NASHVILLE, TN — Researchers at Vanderbilt are partnering with colleagues at the University of Tennessee-Knoxville’s Boyd Center for Business and Economic Research and the Tennessee Higher Education Commission to research the effectiveness of initiatives developed under the state’s “Drive to 55” campaign.
The research partnership, made possible with a $400,000 grant, will establish the Tennessee Postsecondary Evaluation and Analysis Research Lab, or TN-PEARL this fall. TN-PEARL will analyze how state, local and institutional policies can raise postsecondary educational attainment and whether recent policies are effectively increasing postsecondary attainment and returns.
Lead investigator for Vanderbilt is Carolyn Heinrich, Patricia and Rodes Hart Professor of Public policy, Education and Economics at Vanderbilt’s Peabody College of education and human development.

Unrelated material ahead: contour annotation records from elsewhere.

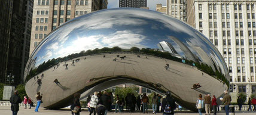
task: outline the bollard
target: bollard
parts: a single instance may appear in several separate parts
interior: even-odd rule
[[[230,114],[231,115],[234,115],[234,105],[230,105],[229,108],[230,108],[230,111],[231,113]]]

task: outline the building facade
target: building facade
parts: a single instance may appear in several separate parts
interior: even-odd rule
[[[187,23],[209,38],[223,56],[229,69],[230,91],[233,97],[240,92],[248,97],[256,94],[255,2],[187,2]]]
[[[167,14],[187,21],[187,0],[167,0]]]
[[[34,1],[29,55],[56,27],[75,17],[106,8],[107,5],[106,0]]]
[[[12,0],[0,1],[0,82],[4,83],[7,76],[9,38],[11,29]]]
[[[147,7],[147,0],[119,0],[119,7]]]
[[[157,4],[156,11],[163,14],[166,14],[166,6],[163,6],[161,4]]]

“We want to create an analytical framework that will help us to understand both the individual and collective impacts of the campaign,” Heinrich said. “This is important to helping the state understand how it can best invest our public resources going forward, and how we can maximize the number of people helped to complete education, attain valued credentials, and realize the returns to these investments in the labor market.”
“Drive to 55” was created in 2013 with the goal of having 55 percent of working-age Tennesseans holding a postsecondary credential by 2025. The three largest initiatives created under the campaign are Tennessee Promise, Tennessee Reconnect and the Tennessee Labor Education Alignment Program (LEAP).
TN-PEARL aims to inform national research, policy agendas and communities about the effectiveness and cost-effectiveness of initiatives that seek to convert “no college” or “some college” individuals into degree-holding workers.